This is not a Drill, this is just Tuesday

isotopp image Kristian Köhntopp -
February 18, 2023
a featured image

Master of Disaster

With a previous employer there was the requirement to implement business continuity management and patch management. Specifically, there was a requirement to be able to lose a region completely without loss of business. The other requirement was to be able to have all systems CVE-free within 30 days (in emergencies: 3 days), and to be able to blackstart them.

That was of course impossible to implement.

Managements reaction was to create the position of the “Master of Disaster” (MoD). The MoD and their apprentice (“always two there are”) have then planned, for many months, a fail-over between two Regions. But they did not achieve much, and they never could, because in the end Management Buy-In was missing. In the end, Management wanted to know (needed to know!), before the test, that it would work. That of course invalidated this approach completely.

“Security is a process”, what does that even mean?

The MoD then changed their way of working completely.
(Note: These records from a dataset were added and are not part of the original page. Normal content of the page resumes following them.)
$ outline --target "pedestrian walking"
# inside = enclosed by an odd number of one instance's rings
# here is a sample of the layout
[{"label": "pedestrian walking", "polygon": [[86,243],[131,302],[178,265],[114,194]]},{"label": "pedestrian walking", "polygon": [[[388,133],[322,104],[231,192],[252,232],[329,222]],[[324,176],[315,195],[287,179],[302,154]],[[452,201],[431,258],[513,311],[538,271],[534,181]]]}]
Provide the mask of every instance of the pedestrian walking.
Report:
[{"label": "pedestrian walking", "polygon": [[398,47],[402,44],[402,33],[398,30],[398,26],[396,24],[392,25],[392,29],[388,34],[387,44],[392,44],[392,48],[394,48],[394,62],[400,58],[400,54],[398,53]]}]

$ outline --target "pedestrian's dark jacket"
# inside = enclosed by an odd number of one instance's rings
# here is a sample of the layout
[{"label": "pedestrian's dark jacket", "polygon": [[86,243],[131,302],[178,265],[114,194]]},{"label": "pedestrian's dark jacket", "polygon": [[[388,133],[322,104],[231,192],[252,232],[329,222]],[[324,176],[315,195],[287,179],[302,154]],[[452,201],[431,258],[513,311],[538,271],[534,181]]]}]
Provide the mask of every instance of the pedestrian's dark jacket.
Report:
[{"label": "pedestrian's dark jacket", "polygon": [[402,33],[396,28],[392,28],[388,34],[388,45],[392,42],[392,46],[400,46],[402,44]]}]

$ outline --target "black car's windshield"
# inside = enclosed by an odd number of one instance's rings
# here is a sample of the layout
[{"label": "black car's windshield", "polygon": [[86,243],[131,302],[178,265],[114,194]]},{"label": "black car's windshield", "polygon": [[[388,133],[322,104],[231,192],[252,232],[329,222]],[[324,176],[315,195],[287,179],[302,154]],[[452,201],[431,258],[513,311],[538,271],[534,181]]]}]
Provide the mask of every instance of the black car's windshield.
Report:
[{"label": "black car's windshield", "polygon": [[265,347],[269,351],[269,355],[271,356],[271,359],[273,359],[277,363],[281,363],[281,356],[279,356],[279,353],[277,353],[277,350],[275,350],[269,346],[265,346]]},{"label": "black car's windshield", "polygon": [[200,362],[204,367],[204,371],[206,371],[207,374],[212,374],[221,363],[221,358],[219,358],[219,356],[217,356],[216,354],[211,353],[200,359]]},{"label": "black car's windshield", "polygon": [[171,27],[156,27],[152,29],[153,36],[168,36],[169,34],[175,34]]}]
They sat down with the teams, and with each they made a catalog of failure modes.

“What happens when a web server node fails?” “What happens when ten web server nodes fail?” “What happens when a load balancer dies?” “What when a rollout rolls out broken code, and we need to roll back?” “What when storage fails?”

And the MoD sat down and worked their way through protocols of past outages. They cataloged the outages and mapped then to the scenarios created above, and if they found missing cases the catalog was extended, together with the team.

It is only science if you write it down

Then the team was asked to predict what would happen, how they would notice and how to fix. The MoD made them write these things down, into Opdocs. The Opdocs got Identifiers. All scenarios had to have named alarms checking for the scenario, and each alarm message had to include the Opdoc ID.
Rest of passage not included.